First stop is Paris for the "literary fuck-fest," as Henry Miller tenderly termed his liaison with Anaïs Nin. Wilson writes dazzlingly about the hotbed milieu of this twosome who shared unappeasable appetites for books and sex. Next, we're off to London for the pairing of "serial muse-seeker" Robert Graves and batty American poet Laura Riding. Since it was essential for him to have a muse, Graves felt few qualms in deserting wife and children. Their liaison famously ended in joint defenestration - fourth floor for her, third for him.
It comes as a cold shock to enter the 20th century and meet Osip and Nadezhda Mandelstam. Osip disappeared into one of Stalin's concentration camps around 1938. His wife preserved his poetry, partly by concealing it in cooking pots, but mainly through memory, like the characters in Fahrenheit 451. Wilson has produced a sexy firework of a book, seamed with enjoyable digressions. CH
Pieces of Light by Adam Thorpe (Vintage, £6.99, 479pp)

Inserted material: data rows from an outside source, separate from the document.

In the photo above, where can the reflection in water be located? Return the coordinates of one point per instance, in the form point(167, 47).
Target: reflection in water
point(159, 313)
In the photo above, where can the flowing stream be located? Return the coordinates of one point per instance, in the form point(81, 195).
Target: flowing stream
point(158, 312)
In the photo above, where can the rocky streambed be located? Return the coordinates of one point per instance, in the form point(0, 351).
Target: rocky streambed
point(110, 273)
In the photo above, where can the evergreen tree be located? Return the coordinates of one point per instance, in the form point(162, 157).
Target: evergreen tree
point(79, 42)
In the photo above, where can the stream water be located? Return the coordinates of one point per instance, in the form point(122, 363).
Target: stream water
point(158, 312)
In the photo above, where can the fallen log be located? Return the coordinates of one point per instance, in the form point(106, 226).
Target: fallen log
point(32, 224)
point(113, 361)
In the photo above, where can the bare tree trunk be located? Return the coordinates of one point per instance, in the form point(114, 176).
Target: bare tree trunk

AT THE age of seven, Hugh, brought up in Africa, is put on a boat back to England. His uncle's estate in Ulverton is as foreign to him as Africa was to his parents, and his belief in spirits is his only protection against the new world. Years later, as an old man, Hugh returns to the English countryside to find that the pale fields and thin woods are still places of mystery. As richly descriptive as his first novel, Thorpe tackles the themes of colonialism and war while allowing Hugh's more intimate history to take centre stage.
Dating Big Bird by Laura Zigman (Hutchinson, £10, 247pp)
AS WE know from Melissa Bank's bestseller on the subject, finding an eligible boyfriend in New York is even harder than finding an apartment on the Upper East Side. To find a man to give you babies, you'd better start surfing the Net for donors. The heroine of Zigman's upbeat novel, 35-year-old Ellen Franck, is a fashion PR. Her boyfriend is more interested in cooking than sex. Zigman's journey round the biological clock confronts the worst excesses of the Mommie-Wannabe Disorder without getting too Ally McBealish about it.